Conexões políticas: Flávio Bolsonaro e o financiamento do filme ‘Dark Horse’
Thiago Miranda não era apenas o operador da campanha de desinformação. Foi ele o responsável por apresentar o senador Flávio Bolsonaro (PL-RJ) ao banqueiro Daniel Vorcaro no final de 2024 e por atuar diretamente na intermediação dos pagamentos de Vorcaro a um fundo nos Estados Unidos para o patrocínio do filme Dark Horse, sobre Jair Bolsonaro. Diálogos do celular de Miranda, revelados em maio pelo Intercept Brasil e confirmados pelo Estadão, indicaram que o publicitário marcou encontros entre Flávio Bolsonaro e Vorcaro e fez cobranças ao banqueiro por pagamentos atrasados.

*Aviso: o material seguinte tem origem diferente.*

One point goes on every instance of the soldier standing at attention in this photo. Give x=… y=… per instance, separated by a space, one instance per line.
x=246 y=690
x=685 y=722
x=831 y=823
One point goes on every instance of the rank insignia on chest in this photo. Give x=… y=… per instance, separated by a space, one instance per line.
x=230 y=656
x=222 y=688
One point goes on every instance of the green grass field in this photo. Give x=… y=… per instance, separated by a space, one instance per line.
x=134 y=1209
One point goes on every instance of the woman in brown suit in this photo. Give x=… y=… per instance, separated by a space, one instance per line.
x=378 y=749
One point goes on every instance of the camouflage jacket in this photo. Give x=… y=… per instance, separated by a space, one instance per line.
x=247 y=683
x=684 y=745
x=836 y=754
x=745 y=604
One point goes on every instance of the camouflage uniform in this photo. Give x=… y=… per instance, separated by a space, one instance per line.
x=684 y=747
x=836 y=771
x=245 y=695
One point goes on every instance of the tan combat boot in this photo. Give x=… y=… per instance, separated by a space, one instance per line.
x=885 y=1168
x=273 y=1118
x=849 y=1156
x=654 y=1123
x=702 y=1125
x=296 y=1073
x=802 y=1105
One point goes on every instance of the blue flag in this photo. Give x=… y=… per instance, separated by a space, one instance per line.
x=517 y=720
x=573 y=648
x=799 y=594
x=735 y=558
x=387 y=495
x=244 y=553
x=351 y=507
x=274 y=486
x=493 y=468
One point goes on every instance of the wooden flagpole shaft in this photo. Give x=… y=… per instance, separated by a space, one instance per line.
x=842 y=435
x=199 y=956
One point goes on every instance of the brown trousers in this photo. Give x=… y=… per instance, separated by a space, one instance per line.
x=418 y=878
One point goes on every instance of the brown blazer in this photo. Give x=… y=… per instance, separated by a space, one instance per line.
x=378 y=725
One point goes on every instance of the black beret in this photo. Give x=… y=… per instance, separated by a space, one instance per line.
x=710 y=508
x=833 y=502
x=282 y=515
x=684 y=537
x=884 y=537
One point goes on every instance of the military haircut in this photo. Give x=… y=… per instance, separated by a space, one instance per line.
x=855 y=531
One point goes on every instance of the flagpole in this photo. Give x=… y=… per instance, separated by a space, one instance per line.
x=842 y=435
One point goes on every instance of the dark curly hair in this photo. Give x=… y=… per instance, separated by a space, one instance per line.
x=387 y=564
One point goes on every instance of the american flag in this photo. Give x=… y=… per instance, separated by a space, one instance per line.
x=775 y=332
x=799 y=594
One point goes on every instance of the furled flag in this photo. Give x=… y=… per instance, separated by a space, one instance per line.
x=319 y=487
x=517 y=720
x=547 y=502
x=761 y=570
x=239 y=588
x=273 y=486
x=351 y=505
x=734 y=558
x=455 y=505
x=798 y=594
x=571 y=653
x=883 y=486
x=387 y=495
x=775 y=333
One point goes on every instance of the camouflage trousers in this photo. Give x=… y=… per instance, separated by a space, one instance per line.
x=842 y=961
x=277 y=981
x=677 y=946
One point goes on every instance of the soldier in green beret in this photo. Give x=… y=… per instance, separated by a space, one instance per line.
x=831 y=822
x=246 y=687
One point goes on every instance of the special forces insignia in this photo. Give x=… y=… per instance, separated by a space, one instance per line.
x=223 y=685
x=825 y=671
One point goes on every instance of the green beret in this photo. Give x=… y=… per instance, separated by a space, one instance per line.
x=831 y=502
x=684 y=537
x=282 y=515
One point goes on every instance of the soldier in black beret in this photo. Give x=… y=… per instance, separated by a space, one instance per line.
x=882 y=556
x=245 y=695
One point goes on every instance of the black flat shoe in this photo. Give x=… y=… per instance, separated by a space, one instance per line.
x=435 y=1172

As mensagens também mostraram que Flávio Bolsonaro teria acertado diretamente com Vorcaro repasses de R$ 134 milhões, sob a justificativa de patrocinar o filme, com os valores sendo enviados a um fundo sediado nos EUA e gerido por um advogado ligado ao ex-deputado Eduardo Bolsonaro. A Polícia Federal solicitou a abertura de inquérito para verificar se esses valores foram desviados para financiar a permanência de Eduardo Bolsonaro nos Estados Unidos ou tiveram outra destinação. O status desse inquérito e a eventual comprovação de desvio de finalidade seguem em apuração.
Repercussão e próximos passos da investigação
A defesa de Thiago Miranda divulgou nota negando “qualquer ilegalidade”. O advogado Rafael Martins afirmou que a atuação profissional do publicitário “sempre foi pautada pela legalidade, transparência e respeito às instituições”, e que ele “não praticou qualquer ato criminoso, tampouco participou de conduta destinada a intimidar, coagir, constranger ou violar direitos de terceiros”. A nota acrescenta que Miranda está à disposição das autoridades para prestar esclarecimentos.

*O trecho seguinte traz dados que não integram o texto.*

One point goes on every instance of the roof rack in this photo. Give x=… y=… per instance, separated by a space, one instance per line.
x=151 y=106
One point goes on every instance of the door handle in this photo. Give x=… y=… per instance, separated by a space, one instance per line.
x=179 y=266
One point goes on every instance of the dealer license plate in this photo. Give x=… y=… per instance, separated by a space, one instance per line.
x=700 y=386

A gravidade do que a PF apurou, porém, vai além do papel de Miranda. Na decisão que autorizou a operação, o ministro André Mendonça registrou que a organização de Vorcaro mantinha um núcleo especializado em intimidar adversários e obter dados sigilosos, que atuaria “por meio da cooptação e corrupção de policiais, inclusive federais”. Segundo a PF, esse braço da organização teria permitido que Vorcaro tomasse conhecimento antecipado da operação deflagrada em novembro de 2025, mobilizando contatos para minimizar seus efeitos e tentando deixar o país, sendo preso no Aeroporto Internacional de Guarulhos momentos antes de embarcar em voo internacional. Thiago Miranda pode responder por crimes contra o sistema financeiro, organização criminosa, embaraço à investigação e violação de dados sigilosos, conforme a PF. A identificação dos demais integrantes de “O Time” e dos policiais que teriam sido cooptados segue em andamento, com o inquérito sob sigilo.